Travel around the world, and you can see the carnage from past architect-led attempts at providing housing and communities for the poor. Interview the residents (maybe prisoners?) in these places, and to a man and woman, you will find they hate these places but have no choice. They are broke.

What is now needed is something like Ikea to step forward. We need to be able to go to a giant superstore, browse the 'housing solutions' for sale, and then pick the one we can afford and suits our taste and lifestyle. We need to ditch all the old models of providing housing to the poor and middle classes. All people can afford something for their housing. What they need is real choice and high quality choices.

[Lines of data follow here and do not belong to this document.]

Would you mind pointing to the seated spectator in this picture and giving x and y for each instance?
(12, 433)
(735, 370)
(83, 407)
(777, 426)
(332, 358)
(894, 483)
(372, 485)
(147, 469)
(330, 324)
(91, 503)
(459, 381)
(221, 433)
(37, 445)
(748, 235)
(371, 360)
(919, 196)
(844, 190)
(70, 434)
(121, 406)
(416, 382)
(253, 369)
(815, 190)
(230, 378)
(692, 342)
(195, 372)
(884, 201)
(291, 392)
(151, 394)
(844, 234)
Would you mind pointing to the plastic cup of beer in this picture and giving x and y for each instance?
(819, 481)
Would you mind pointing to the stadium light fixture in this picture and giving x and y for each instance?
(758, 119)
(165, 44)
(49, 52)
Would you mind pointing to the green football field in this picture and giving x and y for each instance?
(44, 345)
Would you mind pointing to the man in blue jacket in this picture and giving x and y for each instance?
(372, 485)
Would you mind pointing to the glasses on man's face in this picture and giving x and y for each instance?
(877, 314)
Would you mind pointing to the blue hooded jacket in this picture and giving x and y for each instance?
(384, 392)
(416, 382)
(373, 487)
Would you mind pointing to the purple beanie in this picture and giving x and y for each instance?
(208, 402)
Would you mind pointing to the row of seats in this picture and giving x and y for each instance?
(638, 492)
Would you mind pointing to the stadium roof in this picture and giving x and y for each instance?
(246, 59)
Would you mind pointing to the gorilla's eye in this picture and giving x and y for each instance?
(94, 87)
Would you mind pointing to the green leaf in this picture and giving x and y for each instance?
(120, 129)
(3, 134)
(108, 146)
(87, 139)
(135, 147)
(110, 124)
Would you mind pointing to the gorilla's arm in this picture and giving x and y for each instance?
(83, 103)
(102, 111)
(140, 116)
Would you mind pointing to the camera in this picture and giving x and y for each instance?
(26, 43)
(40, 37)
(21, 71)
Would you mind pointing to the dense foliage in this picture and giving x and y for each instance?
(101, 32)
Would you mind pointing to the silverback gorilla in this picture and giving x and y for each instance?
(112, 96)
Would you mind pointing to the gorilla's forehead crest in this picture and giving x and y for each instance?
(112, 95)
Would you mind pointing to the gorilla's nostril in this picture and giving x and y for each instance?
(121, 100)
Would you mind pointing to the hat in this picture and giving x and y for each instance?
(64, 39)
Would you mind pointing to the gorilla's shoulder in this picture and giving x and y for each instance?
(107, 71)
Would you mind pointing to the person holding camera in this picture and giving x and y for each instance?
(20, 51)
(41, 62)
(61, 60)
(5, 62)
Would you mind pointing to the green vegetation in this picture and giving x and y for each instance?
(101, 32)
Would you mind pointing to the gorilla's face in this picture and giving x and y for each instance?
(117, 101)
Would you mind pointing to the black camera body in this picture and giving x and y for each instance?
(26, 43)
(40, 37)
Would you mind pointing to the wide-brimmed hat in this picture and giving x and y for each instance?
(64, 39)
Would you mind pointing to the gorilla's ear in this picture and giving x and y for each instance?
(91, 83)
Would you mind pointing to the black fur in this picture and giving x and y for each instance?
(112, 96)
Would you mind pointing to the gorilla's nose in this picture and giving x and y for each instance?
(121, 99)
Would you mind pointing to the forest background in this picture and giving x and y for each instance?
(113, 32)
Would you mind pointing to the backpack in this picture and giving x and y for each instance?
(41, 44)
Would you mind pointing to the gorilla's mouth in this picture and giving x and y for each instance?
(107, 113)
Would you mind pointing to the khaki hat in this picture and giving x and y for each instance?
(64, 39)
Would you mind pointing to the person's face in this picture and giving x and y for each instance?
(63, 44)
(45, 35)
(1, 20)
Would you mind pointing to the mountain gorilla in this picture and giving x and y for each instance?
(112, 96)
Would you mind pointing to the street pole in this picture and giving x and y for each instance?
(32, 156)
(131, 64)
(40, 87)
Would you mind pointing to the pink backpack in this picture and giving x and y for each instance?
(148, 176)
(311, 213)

I have have a lot of money, yet it is never enough with the housing market as it is. And when I do go look around, I hate 90 per cent of what is on offer in my income bracket. It's crap. All of it designed by architects, and guys in black turtle necks called 'Bruce'.

We need this small cabal of smart designers to ditch the prejuduce against business and become aggressive capitalists. Only an agressive capitalist in the Walmart mold is going to get out there and fight for the right prices and products for poor and middle class consumers. Any other initiatives will just be show case numbers, inhabited by a sprinkling of righteous poor people, but mosly inhabited by artists and poseurs. These things work, but there are so few of them, they make little difference in the bulk housing market.

There is plenty of land; let's get building smartly.